As an instructor, it is your responsibility to teach your student the proper way to do a maneuver from the beginning (recall that Primacy thing from the FOI exam?). This means that you need to know the proper way to do the maneuver yourself. If it has been more than a month since you last picked up a copy of the Practical Test Standard for the rating, the Airplane Flying Handbook, or a good maneuvers guide, you are likely short changing your student. It doesn’t matter what you think that you know or how long you have been instructing, you need to review and refresh yourself on a regular basis.

I don’t recommend trying to sit down and go through a review of everything every month. Instead, plan a schedule for reviewing individual Areas of Operation in much greater depth. Over the course of a year, you should cover everything, but go for narrower and deeper coverage on a monthly basis. When going for depth, include the Flight Instructor PTS as a source in your study. It includes topics and common errors that you may have forgotten.

It is your responsibility to set appropriate standards of performance and ensuring that your student obtains these standards. While the PTS provides minimum standards for the rating, you can set intermediate standards to be met while the student is in the learning process. The key is for the student to know what is expected and for you to be consistent in your application.

Student Responsibility

As a student, you should not expect spoon feeding of information from your instructor. It is your responsibility to come to each lesson prepared for the day. This allows your training to go faster and will save you money.

A good flight instructor will use a syllabus that lets you know what is coming up. If your instructor doesn’t, consider a change or at the very least, ask “what’s next?” before leaving from your prior lesson.

Knowing what to expect, you should review the maneuver in the Airplane Flying Handbook, the Practical Test Standard, or a good maneuvers guide. Also check to see if the manufacturer of your aircraft has anything to say about the maneuver. The manufacturer’s recommendations will be found in the Pilot’s Operating Handbook or a reprint of this document.

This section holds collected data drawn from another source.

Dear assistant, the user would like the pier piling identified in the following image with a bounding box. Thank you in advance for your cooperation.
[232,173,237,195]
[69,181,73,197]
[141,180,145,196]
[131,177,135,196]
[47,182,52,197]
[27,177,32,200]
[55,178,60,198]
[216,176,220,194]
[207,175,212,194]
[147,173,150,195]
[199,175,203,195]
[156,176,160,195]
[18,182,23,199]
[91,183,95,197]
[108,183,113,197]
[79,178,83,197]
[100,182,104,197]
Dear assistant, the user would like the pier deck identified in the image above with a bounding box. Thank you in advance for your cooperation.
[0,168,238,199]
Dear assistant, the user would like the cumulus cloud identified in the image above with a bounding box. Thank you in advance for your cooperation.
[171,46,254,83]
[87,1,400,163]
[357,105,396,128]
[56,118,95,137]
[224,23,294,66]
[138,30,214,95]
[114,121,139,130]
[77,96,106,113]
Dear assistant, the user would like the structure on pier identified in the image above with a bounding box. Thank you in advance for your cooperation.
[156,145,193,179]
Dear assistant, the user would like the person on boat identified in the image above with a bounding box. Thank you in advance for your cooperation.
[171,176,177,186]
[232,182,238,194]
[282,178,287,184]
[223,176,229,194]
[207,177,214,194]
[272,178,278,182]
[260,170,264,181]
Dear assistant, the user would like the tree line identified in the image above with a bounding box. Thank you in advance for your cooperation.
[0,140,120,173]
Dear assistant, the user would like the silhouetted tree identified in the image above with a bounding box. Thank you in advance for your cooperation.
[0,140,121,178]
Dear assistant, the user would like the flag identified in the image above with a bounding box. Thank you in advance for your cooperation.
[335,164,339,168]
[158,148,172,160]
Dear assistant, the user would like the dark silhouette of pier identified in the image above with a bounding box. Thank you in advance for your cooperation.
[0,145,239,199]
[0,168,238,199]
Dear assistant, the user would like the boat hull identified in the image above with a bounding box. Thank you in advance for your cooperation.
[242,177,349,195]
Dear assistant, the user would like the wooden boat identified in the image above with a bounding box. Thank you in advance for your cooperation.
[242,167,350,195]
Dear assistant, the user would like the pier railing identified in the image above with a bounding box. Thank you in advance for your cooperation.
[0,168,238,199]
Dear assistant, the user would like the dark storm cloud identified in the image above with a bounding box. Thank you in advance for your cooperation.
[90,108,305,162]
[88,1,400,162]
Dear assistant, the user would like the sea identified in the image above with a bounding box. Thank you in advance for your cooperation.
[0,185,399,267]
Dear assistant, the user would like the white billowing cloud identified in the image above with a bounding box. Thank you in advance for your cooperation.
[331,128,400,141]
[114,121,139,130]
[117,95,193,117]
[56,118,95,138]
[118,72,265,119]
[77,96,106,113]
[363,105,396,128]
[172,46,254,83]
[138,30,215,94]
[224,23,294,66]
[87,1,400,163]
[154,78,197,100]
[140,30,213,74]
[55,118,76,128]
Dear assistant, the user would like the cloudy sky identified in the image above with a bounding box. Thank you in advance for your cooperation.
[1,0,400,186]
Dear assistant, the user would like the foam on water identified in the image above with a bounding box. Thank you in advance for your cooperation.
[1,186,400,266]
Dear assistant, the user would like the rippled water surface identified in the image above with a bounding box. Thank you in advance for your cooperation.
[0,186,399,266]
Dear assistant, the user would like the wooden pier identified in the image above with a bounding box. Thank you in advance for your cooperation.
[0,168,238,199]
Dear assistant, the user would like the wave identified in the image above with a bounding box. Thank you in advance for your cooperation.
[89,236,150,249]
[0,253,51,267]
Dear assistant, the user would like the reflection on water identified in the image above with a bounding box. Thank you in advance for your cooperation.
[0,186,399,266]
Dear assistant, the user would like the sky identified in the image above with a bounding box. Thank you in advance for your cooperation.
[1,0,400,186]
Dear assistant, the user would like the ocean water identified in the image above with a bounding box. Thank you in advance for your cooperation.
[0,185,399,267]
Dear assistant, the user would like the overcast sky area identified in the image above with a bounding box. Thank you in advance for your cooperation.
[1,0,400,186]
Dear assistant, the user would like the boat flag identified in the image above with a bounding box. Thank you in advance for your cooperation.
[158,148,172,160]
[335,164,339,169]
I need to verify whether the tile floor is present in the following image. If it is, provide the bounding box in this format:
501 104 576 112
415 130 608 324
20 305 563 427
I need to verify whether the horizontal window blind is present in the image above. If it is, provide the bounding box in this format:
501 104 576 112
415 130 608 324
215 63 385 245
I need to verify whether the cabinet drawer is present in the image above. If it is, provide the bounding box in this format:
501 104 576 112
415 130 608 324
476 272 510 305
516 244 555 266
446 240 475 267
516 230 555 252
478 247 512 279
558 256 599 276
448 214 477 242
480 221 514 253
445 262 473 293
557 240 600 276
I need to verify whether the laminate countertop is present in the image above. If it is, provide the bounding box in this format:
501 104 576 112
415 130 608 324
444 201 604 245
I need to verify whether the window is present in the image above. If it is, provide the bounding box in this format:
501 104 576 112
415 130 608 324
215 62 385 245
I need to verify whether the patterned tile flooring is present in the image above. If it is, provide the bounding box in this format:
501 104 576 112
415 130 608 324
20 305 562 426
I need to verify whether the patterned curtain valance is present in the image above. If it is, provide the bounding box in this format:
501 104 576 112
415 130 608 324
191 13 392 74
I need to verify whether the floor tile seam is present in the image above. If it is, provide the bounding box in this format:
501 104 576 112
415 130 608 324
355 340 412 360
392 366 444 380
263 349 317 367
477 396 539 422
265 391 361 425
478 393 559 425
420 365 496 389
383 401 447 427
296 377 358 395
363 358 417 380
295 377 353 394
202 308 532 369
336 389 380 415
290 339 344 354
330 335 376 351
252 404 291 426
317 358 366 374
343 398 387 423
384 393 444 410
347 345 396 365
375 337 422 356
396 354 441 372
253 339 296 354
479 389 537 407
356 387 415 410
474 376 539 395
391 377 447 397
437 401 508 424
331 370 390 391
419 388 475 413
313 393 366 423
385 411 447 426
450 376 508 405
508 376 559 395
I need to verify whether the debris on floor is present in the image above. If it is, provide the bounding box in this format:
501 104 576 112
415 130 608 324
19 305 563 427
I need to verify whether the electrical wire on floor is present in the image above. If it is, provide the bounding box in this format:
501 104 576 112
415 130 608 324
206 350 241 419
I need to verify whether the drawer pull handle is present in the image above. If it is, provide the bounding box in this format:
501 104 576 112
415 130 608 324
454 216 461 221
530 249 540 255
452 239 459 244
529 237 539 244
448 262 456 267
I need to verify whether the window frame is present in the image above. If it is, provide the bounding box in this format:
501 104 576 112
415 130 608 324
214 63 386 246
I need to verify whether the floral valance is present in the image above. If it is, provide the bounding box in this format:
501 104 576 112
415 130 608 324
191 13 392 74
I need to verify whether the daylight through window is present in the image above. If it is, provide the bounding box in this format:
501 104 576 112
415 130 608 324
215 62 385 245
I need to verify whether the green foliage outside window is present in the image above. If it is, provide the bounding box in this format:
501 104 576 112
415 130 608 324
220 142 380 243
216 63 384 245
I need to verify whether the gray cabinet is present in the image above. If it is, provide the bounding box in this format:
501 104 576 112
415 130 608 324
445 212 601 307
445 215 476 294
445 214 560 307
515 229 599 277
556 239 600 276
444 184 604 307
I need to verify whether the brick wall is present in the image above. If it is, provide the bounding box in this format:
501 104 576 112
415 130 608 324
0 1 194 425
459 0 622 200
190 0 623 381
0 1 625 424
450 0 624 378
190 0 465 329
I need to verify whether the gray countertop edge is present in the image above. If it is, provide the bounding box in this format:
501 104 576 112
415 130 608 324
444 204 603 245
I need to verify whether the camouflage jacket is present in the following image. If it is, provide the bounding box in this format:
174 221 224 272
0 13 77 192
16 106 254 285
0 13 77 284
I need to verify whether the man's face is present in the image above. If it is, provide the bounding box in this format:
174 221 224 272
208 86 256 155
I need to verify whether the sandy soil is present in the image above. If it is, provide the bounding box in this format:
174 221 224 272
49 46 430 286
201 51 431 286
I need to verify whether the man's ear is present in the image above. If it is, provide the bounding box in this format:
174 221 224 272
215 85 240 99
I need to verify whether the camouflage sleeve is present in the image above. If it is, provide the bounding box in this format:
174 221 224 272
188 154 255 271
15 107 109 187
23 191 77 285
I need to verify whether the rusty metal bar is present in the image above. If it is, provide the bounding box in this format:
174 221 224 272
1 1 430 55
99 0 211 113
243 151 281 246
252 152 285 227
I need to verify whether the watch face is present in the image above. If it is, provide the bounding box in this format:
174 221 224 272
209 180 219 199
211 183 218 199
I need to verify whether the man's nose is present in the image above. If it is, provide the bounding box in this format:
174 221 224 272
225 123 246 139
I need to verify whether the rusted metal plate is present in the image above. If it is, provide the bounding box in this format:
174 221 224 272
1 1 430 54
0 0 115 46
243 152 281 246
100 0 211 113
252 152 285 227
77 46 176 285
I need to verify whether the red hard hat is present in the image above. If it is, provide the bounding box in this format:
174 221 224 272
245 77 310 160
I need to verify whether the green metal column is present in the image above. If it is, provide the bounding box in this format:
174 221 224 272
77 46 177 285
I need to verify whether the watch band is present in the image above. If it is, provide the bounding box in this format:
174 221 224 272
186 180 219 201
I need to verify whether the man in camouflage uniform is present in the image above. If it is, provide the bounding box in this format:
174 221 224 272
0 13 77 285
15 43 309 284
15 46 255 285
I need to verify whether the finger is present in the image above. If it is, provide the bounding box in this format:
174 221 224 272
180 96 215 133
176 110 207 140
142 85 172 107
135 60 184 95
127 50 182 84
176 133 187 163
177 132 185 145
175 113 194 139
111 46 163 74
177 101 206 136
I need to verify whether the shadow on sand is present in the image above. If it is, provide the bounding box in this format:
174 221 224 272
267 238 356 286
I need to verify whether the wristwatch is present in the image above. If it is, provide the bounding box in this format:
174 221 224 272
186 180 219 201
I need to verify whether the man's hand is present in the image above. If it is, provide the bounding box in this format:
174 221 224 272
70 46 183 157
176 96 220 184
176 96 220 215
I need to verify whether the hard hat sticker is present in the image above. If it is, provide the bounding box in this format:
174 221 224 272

If you get an opportunity, “chair fly” the maneuver in the privacy of your own home or while sitting in the cockpit of the airplane if this is allowed at your flight school. This will help you to develop muscle memory and you can have the procedure handy in case you forget a step.

Conclusion

Whether instructor or student, highly experienced or brand new in your role, you need to take time to review the material that you are teaching or learning. Instructors owe this review and refresher to their students. Students owe this review to themselves. Take some time and start planning today.